Federal laws that motivate or require drug and biologic developers to conduct pediatric studies have yielded beneficial information to guide the use of medications in children, says a new report by the Institute of Medicine. Still, studies involving children continue to be limited, especially in certain areas such as medications' use in newborns and long-term safety and effectiveness in children. The report identifies ways that Congress and the U.S. Food and Drug Administration could further improve the utility of clinical information obtained from pediatric studies, including expanding innovative strategies to research drugs and biologics in children, using FDA's authority to require long-term pediatric studies of possible safety risks, and giving FDA flexibility to impose sanctions for unreasonably delayed studies.

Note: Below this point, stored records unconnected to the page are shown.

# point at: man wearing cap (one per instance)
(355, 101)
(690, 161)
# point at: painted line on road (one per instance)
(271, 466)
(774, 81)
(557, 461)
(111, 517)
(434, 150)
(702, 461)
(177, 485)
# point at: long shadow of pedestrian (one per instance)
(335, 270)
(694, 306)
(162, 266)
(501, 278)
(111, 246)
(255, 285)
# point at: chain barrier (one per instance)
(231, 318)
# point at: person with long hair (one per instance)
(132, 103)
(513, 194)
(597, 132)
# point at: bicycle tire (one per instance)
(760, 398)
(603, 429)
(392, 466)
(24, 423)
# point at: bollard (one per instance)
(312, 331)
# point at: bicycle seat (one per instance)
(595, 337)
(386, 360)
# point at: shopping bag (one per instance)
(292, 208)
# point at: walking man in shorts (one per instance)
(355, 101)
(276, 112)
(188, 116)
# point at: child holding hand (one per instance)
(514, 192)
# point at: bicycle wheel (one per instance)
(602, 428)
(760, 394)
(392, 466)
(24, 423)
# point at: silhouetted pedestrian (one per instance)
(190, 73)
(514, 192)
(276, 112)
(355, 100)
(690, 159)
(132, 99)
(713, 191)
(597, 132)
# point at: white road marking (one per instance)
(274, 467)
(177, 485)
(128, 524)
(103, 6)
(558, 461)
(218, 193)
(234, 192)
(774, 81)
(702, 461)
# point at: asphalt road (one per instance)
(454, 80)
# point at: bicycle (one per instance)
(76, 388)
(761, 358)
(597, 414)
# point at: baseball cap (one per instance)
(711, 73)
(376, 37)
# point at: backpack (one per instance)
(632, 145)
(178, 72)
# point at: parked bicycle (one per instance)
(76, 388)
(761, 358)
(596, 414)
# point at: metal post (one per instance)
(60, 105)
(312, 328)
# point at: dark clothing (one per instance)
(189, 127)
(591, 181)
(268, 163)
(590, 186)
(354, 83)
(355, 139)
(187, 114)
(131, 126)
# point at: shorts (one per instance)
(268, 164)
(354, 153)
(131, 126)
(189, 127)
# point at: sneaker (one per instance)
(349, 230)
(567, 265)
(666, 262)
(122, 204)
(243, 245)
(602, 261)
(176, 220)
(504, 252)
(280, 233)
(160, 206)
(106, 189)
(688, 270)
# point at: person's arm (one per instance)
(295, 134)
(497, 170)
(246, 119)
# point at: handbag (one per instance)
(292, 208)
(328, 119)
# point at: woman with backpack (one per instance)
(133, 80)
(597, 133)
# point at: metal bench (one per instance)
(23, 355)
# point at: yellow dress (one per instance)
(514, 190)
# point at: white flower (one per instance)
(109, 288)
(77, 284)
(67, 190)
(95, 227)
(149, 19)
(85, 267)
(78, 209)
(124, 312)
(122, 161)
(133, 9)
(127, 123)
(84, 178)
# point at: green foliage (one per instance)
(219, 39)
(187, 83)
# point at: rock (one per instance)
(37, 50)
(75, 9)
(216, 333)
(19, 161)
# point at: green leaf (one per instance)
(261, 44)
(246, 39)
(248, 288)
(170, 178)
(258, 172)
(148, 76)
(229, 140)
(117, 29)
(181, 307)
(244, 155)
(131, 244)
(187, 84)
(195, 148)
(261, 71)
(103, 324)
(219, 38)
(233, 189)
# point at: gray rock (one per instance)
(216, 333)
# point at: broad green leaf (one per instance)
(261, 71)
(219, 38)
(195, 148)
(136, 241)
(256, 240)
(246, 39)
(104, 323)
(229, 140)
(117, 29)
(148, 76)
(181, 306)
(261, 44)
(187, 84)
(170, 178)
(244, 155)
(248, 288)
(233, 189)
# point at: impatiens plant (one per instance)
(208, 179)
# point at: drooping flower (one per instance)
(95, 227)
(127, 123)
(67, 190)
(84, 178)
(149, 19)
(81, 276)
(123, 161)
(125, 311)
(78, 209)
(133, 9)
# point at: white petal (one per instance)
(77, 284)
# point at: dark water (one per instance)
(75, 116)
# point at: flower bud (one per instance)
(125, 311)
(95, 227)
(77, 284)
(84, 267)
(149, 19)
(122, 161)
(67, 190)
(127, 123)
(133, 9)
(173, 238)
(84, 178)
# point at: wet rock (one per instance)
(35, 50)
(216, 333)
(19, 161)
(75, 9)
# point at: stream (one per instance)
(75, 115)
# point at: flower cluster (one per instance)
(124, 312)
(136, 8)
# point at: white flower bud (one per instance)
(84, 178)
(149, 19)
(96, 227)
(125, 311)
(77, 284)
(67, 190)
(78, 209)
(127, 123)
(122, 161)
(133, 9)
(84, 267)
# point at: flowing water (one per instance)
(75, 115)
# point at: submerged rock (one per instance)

Conducting research with children is inherently more difficult than with adults. Pediatric patients also offer drug companies a much smaller market and potential economic return. Clinicians often treat children with drugs that have been approved for use with adults but have not been studied with children, even though the drugs may have different risk-benefit profiles for pediatric patients. Recognizing a shortage in knowledge of how medications affect children, Congress has sought to increase pediatric studies of medications under two laws, the Best Pharmaceuticals for Children Act (BPCA), which offers companies economic incentives to study medications in children, and the Pediatric Research Equity Act (PREA), which requires such studies in specific situations. Both laws are due for reauthorization this year. As specified by Congress, FDA asked IOM to review certain aspects of studies that have been conducted under the laws.
The laws have had positive effects, noted the committee that wrote the report. They have spurred the development of helpful information about the uses of therapies in pediatric patients and have expanded access to information from these studies, including FDA reviews of clinical data submitted by study sponsors. FDA reviewers generally have been thorough in assessing the efficacy of drugs, evaluating adverse events, and reaching conclusions about the safety profile of drugs studied in children, the committee concluded.
To further enhance the impact of the legislation, the report suggested that FDA consider more frequent use of its authority to require sponsors to undertake long-term follow-up studies after products have been approved for market. Because children's bodies and minds are continuing to develop and because some therapies for chronic conditions may be used for many years, pediatric studies of drug safety and effectiveness over the long term are important, but they are not commonly required.
Newborn children, especially premature infants, are particularly vulnerable to drug-induced harm and are especially difficult to study. Many drugs used with neonates are older medications, and the incentives and requirements of BPCA and PREA do not apply to them. To promote studies of newer and more widely used drugs that have not been adequately evaluated in these youngest patients, Congress could provide additional resources for short- and long-term neonatal drug studies through the existing BPCA program at the National Institutes of Health, the report says.
Congress extended the incentives of BPCA to biological therapies in 2010. It is too early to assess the effects of the law on this therapeutic category, but the committee found that most biologics either have been or are being studied with children.
Although companies have stepped up their efforts to conduct research involving children in response to BPCA and PREA, it can still take a long time for needed information to be generated, the report noted. To improve the timeliness of pediatric studies, Congress could specify that sponsors submit their plans for pediatric studies at the end of phase II trials involving adults. To address concerns that FDA has limited ability to require completion of studies in children, Congress could consider providing FDA with more flexibility to impose sanctions, including monetary penalties, for unreasonably delayed studies.
The report was sponsored by the U.S. Food and Drug Administration.